Taking on the role immortalised by Peter Sellers, Martin brought to it his sense of PG-rated physical comedy and a touching innocence, transcending mere imitation. The disappointment of both the 2006 and the latest film is that the slapstick is less than inspired. Martin has been capable of so much more in the past. Here, he is even reunited with his All of Me co-star, Lily Tomlin, who plays a police advisor trying to teach Clouseau to be more PC. I found myself waiting for the inevitable joke: “I’m not a PC, I’m an inspector.” I even waited for: “I’m not PC, I use a Mac.” But the film’s jokes don’t rise even to this low standard.
The reference to political correctness is timely because it puts The Pink Panther 2 in the same cultural debate as Richard Bean’s National Theatre play, England People Very Nice, which parades a series of cultural stereotypes to show racism in England as embodied by various nationalities. Martin is playing a Frenchman as a buffoon insensitive to convention and derided as a national disgrace.
We also have John Cleese (far too old to be banging his head against the wall, but doing here for anyone who might not have seen Fawlty Towers) as a Frenchman, Chief Inspector Dreyfus (stepping into Kevin Kline’s shoes and Herbert Lom’s before him). Cuban-American Andy Garcia plays an Italian detective, part of a so-called “Dream Team” investigating a series of art thefts, and Bollywood star Aishwarya Rai Bachchan playing no nationality whatsoever is Sonia, an expert in thefts perpetrated by the villain known as The Tornado.
You could say that the film is an international disgrace, given the disproportionate ratio of talent to laughs. When Martin is seen on top of a rolling globe in a nod to Charlie Chaplin’s The Great Dictator, it is certainly no respecter of iconic film imagery. However, Martin’s racial offensiveness is cancelled out by Jean Reno’s portrayal of Ponton, Clouseau’s underling. Ponton is saddled with a sub-plot about putting his job before his family, but for the most part Reno enforces a sense of French dignity.
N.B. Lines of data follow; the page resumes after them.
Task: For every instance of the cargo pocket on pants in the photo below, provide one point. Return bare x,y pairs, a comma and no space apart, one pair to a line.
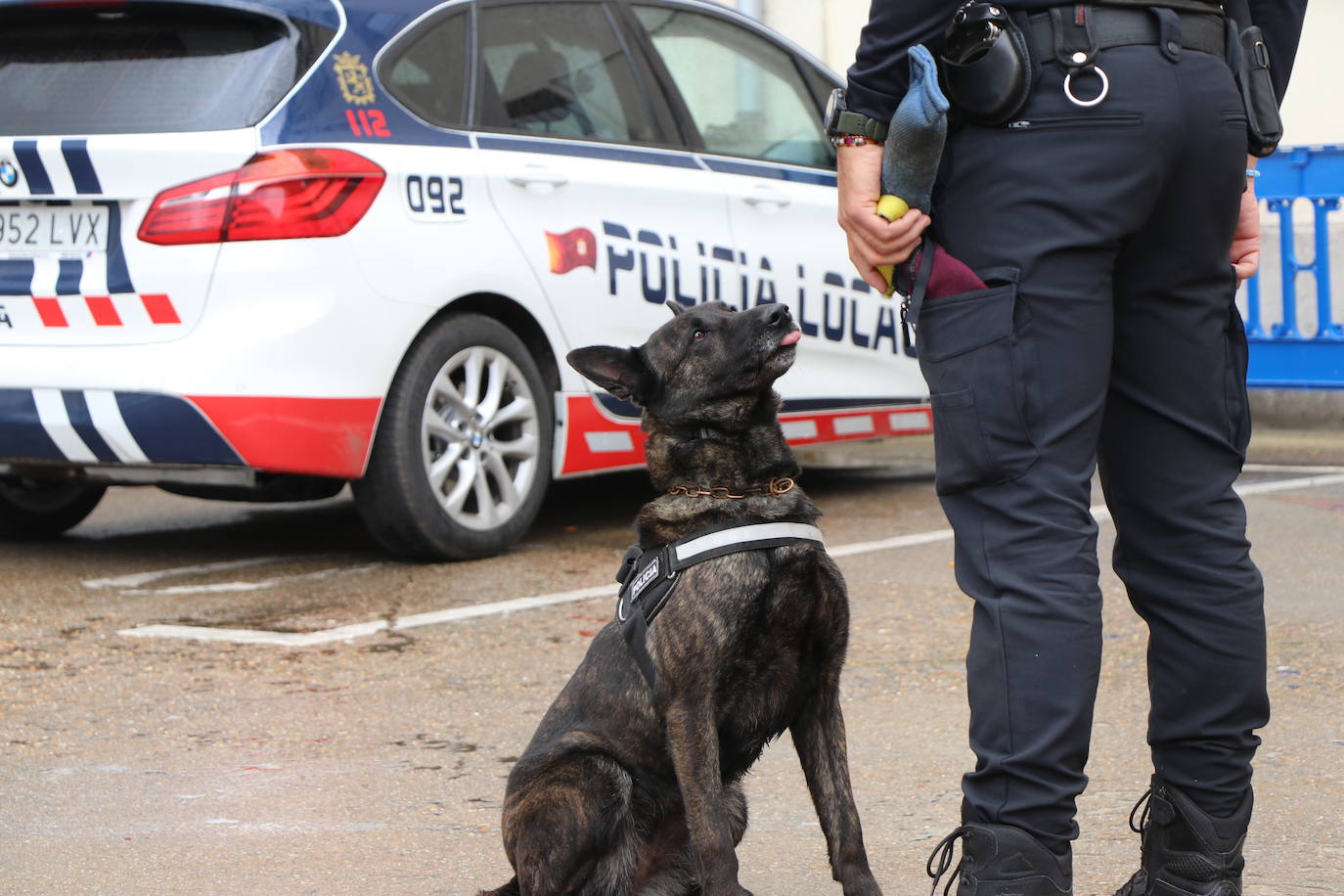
977,360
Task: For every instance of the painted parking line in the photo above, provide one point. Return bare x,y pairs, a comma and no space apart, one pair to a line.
456,614
136,582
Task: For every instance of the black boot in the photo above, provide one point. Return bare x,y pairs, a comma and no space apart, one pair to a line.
999,860
1186,850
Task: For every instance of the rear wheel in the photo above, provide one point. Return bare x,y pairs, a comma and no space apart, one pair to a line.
463,453
35,510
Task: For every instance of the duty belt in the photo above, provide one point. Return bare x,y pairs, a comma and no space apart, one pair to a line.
1111,27
650,576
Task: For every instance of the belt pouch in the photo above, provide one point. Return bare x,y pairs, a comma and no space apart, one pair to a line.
1249,57
987,67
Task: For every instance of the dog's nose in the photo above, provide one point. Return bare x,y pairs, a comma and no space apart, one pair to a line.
777,315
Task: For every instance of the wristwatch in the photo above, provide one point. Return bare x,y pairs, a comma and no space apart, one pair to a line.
839,119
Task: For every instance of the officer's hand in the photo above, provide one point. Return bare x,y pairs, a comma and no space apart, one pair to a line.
1245,251
873,241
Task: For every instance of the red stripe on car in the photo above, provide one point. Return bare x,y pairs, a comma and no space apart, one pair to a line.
160,309
104,312
49,309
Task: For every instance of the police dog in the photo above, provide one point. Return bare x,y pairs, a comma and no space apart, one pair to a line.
635,788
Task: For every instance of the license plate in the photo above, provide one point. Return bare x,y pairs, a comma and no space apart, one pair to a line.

Stereotypes are undoubtedly offensive in a context that does not ask the audience to look beyond them. The makers of The Pink Panther 2 (and I bracket together director Harald Zwart, producer Robert Simonds and Martin himself, who shares a writing credit) demonstrate their artificial nature. In both films, Martin shows a spark of intelligence within Clouseau that solves the case. The inspector might inadvertently impersonate the Pope and burn down a restaurant twice, but he has his own system. If only the movie produced some belly laughs, instead of references to the 2006 film and Martin dangling two children out of a window, which incidentally resembles the publicity image for his 1989 film, Parenthood.